Cite as: https://hdl.handle.net/21.11116/0000-0007-31D9-D
Adaptation of organisms to continuously changing environments includes the
generation of genic novelty in their genomes through mechanisms such as de novo
gene evolution, duplication, fusion, lateral gene transfer, etc. De novo gene
evolution is a mechanism, wherein new gene functions can evolve from previously
non-coding sequences, which are essentially random stretches of nucleotides.
Several studies have explored the role of such random sequences as templates for
evolutionary innovation. This included a systematic study, where a library of
random coding sequences was expressed in Escherichia coli and differential growth
was measured to assess fitness effects of individual sequences. Each random
sequence from the library was categorized into negative, positive or neutral based
on its change in abundance in the population across time. In this thesis, I analyse
the effects of individual clones derived from this screen.

In order to study effects of random sequences on the fitness of the host, I cloned
representative variants from each category into E. coli strains using a multicopy
plasmid vector. In the first part of the thesis, I demonstrate that expression of
negative random peptides confers a fitness disadvantage (deleterious) in E. coli,
followed by a growth recovery. Upon further investigation, I find that these
peptides can elicit a stress response in the host instantaneously upon expression.
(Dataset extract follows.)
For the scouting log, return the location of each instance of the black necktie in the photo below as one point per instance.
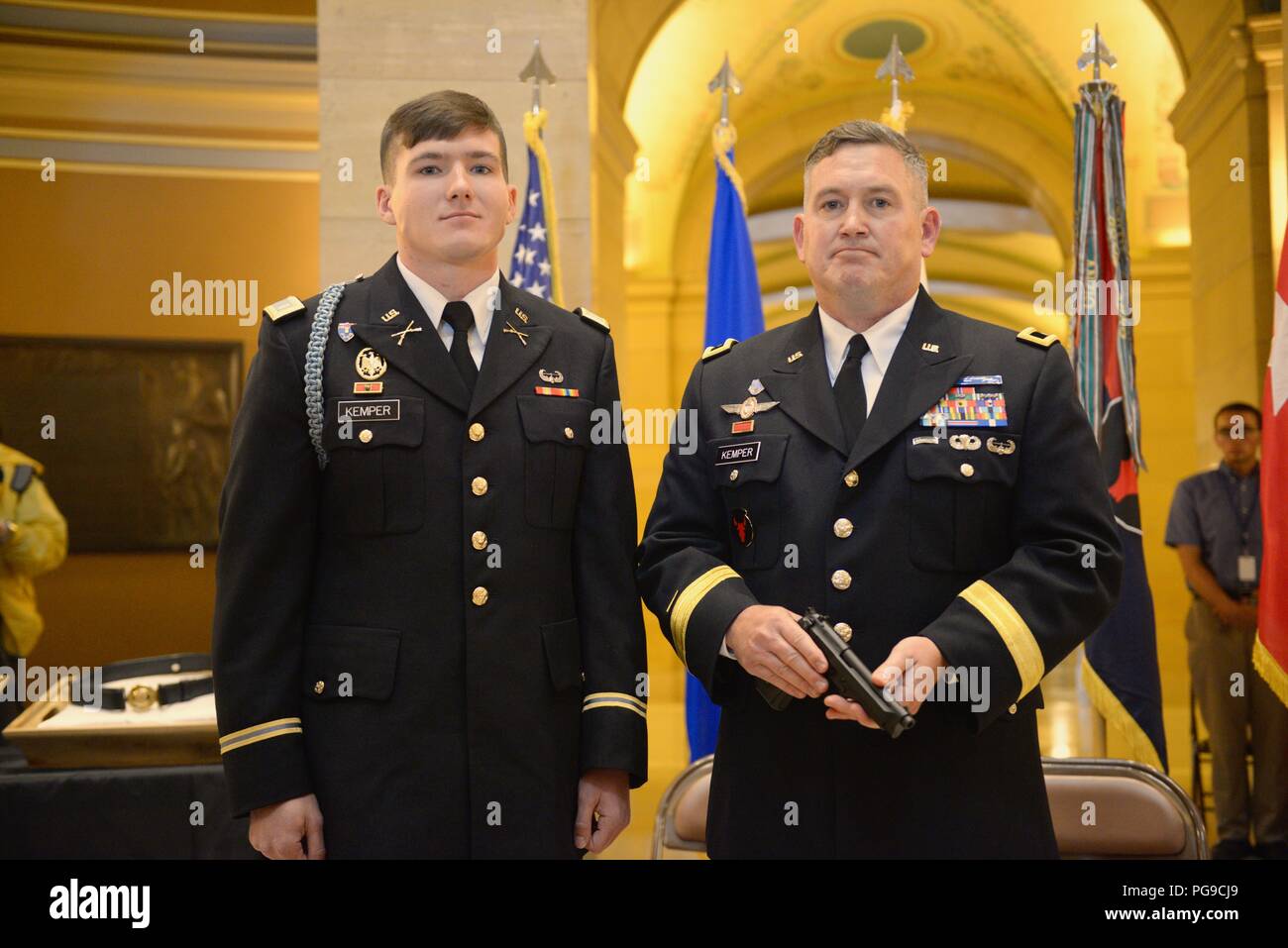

The highly deleterious phenotype can thus be compensated in the host. In addition,
I was able to isolate suppressor-of-phenotype clones. Re-sequencing of the
suppressors together with each of the ancestor clones helped identify interaction
partners for the deleterious peptides. In the second part, I show two mechanisms
that the host uses to adapt to deleterious peptide expression: (a) plasmid copy
number control by inactivation of the pcnB gene and (b) expression control through
inactivation of the LacI inducer binding domain. In the third part of the thesis, I
show that the positive random peptides confer competitive fitness advantage only
under stressful conditions, for example, an elevated temperature. In conclusion, I
show that random sequences indeed affect fitness of the host possibly through
targeting specific genes or proteins. This study provides experimental evidence on
how random sequences could serve as drivers of de novo gene evolution.